Música para niños, el negocio del siglo
Desde hace un par de años, una especie de pasmo infantil se cierne sobre la música patria. Quien observara el Especial de Nochevieja que perpetró Radiotelevisión Española o haya soportado la página infantil del programa Aplauso habrá comprobado cómo se les intenta lavar el cerebro a los niños para que los padres consuman en su nombre.La cosa comenzó hace tiempo, cuando varias casas discográficas empezaron a engrosar sus arcas con el montante de las ventas que realizaban Gaby, Fofó y Miliki, o series televisivas como La Abeja Maya o Heidi. Dado que el vehículo de información principal para los niños es la televisión, resulta obvio que este es el mejor medio para excitar su todavía incipiente consumismo, bien que este se manifieste siempre en delegación paterna.

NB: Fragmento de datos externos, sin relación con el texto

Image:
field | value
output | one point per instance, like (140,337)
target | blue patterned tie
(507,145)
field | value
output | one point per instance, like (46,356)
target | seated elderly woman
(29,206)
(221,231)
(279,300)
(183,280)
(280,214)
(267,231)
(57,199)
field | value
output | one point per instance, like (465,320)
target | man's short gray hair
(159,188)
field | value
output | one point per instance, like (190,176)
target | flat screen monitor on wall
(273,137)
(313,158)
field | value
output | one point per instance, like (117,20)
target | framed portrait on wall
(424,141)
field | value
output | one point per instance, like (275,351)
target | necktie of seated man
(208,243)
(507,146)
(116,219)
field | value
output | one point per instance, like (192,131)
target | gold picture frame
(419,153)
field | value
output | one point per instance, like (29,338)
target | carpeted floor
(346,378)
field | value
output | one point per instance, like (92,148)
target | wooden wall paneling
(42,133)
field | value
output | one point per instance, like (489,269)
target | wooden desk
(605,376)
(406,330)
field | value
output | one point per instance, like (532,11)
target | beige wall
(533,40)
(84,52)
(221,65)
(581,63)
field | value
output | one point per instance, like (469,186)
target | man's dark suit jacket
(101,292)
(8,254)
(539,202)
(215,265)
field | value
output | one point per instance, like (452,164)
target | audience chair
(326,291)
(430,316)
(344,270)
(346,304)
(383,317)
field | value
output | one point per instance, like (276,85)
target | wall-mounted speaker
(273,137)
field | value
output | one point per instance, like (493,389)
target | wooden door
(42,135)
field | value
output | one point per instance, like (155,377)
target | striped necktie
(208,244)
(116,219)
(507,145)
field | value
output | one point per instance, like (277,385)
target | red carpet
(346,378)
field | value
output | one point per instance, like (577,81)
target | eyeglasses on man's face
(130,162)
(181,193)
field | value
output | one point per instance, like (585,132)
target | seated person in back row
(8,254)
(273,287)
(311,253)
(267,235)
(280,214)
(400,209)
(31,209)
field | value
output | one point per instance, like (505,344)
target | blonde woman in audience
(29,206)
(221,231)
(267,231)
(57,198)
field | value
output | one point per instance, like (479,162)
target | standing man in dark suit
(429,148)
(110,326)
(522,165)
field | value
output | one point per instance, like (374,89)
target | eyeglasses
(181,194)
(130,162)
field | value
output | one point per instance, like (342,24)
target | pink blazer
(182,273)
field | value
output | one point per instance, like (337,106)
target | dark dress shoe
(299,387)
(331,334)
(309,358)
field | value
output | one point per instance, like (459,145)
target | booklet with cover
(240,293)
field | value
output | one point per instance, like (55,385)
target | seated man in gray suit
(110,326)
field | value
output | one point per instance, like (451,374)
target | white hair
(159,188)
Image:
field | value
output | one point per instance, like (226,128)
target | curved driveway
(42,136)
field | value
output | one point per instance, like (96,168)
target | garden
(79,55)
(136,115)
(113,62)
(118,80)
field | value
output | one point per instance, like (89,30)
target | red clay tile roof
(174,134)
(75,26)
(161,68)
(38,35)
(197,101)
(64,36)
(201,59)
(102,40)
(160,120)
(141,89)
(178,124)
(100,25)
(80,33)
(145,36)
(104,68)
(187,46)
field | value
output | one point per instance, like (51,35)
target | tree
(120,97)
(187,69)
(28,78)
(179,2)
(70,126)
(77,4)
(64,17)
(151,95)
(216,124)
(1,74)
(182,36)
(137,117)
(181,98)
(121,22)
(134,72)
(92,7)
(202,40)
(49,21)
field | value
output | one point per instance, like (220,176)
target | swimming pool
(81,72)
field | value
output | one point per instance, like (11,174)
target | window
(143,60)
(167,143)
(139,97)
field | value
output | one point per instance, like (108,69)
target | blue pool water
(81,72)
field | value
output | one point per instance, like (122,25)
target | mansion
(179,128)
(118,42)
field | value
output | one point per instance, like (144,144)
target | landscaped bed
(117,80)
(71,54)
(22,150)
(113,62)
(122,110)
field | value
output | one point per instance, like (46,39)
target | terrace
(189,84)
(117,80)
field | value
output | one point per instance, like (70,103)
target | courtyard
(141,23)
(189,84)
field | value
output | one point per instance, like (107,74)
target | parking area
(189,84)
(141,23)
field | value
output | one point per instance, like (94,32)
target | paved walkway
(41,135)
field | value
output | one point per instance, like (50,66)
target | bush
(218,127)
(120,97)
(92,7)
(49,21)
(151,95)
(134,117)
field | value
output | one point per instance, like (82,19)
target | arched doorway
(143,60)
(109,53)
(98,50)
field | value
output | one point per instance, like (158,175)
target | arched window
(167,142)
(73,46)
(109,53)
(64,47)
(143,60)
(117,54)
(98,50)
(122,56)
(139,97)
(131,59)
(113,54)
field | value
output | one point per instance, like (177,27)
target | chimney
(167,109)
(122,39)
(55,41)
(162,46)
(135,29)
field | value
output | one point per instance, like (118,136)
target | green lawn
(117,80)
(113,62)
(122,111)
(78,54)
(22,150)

Sin embargo, aquello de las series televisivas era un suceso esporádico y algún astuto directivo debió caer en la cuenta de que era mejor crear artistas susceptibles de ventas continuadas en el tiempo. Así surgió Enrique, un chaval que no es precisamente un niño, pero que, en unión de Ana (algo más tarde), consiguió un éxito de ventas importantísimo con una versión del Limbo rock que habría de llamarse Hula hop. Poco más tarde haría su aparición Teresa Rabal, que en vista del escaso éxito habido en compañía de su esposo, Eduardo Rodrigo, se lanzaría al género niñil con unos enormes muñecos que hacían bonito. No hay que olvidarse en este género la presencia multinacional, en forma de Padre Abraham y sus pitufos. Este presunto padre no es más que una patente que una serie de señores se encargan de representar en diferentes países, y así, por el arte del marketing, tanto los japoneses como los alemanes o los españoles tienen ocasión de sufrir al mismo tiempo sus bonitas canciones.

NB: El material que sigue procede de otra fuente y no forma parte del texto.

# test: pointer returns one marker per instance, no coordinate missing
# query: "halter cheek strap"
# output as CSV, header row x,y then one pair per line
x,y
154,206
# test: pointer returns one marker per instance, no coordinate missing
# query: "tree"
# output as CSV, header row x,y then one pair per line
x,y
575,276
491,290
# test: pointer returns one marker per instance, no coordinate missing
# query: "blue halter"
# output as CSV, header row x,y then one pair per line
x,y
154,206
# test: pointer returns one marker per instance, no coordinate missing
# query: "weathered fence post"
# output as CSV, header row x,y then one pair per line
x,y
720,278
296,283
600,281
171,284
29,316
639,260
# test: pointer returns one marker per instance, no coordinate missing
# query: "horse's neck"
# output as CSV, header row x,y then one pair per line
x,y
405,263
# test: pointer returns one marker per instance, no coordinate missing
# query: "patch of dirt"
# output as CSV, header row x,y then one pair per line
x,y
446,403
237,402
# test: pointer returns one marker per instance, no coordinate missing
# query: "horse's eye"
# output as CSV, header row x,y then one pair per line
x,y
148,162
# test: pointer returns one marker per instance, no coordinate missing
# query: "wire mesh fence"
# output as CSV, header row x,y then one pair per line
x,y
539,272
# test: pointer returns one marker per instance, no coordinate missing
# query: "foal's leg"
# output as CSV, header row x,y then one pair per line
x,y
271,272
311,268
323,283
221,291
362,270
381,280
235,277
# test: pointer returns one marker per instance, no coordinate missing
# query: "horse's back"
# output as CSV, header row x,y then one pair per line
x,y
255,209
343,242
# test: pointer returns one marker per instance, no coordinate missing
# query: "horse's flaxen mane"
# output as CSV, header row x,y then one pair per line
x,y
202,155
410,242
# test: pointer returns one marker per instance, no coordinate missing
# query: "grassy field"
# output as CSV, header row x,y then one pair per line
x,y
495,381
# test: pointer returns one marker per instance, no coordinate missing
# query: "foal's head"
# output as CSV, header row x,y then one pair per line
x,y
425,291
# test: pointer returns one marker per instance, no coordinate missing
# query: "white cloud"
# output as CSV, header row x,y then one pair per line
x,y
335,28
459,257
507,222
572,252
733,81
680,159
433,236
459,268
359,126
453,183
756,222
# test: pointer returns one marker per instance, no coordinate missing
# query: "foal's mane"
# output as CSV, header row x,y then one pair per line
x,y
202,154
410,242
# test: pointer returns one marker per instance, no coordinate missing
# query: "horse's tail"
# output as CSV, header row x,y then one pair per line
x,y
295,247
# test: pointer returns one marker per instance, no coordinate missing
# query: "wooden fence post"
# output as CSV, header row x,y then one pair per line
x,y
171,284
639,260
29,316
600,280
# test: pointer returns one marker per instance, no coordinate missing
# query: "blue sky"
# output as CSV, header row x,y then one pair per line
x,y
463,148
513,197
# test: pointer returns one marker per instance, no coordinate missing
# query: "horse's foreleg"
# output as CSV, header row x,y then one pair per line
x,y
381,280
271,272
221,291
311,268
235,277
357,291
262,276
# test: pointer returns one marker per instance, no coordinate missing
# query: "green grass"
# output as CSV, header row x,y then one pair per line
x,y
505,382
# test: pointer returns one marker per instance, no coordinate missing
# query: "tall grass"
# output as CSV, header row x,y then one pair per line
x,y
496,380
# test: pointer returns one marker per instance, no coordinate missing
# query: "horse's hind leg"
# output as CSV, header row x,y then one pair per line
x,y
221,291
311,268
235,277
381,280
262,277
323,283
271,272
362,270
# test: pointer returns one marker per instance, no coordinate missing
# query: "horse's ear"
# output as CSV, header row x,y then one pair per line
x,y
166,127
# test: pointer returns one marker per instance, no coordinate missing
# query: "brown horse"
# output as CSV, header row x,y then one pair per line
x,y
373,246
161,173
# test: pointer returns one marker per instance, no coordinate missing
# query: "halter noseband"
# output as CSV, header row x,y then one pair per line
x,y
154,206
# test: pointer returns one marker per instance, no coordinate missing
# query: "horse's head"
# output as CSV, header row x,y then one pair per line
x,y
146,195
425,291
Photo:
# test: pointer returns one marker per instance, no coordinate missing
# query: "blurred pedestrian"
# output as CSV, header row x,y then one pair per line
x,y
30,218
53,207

En todo esto hay verdaderos desaguisados, como aquel que presenta a Pedrito Fernández cantando rancheras horribles, o a Tito y Tita, que hacen lo mismo, pero como hermanos. Los Nins van de familia Trap a la española de hace diez años, mientras al dúo Botones les ponen vestidos de cuestionables don Quijote y Sancho, para aprovechar la coyuntura, y a los pobres Parchís nos los ponen de rasos coloreados para cantar con fruición las sexualmente ambiguas canciones de Village People, entre otras. También están Caramelos y engendros foráneos como Chantal Goya y algún otro.
El problema no es que sean malos o buenos, aunque más bien ocurre lo primero. Lo peor es que se utiliza a un sector social: los niños. No es cuestión de ponerse moralistas, es simplemente una cuestión de publicidad que se dirige a una escucha sin apenas posibilidad de contestación o resistencia. Está bien que los niños se lo monten. Lo que no está tan bien es que unos pocos mayores se aprovechen del montaje.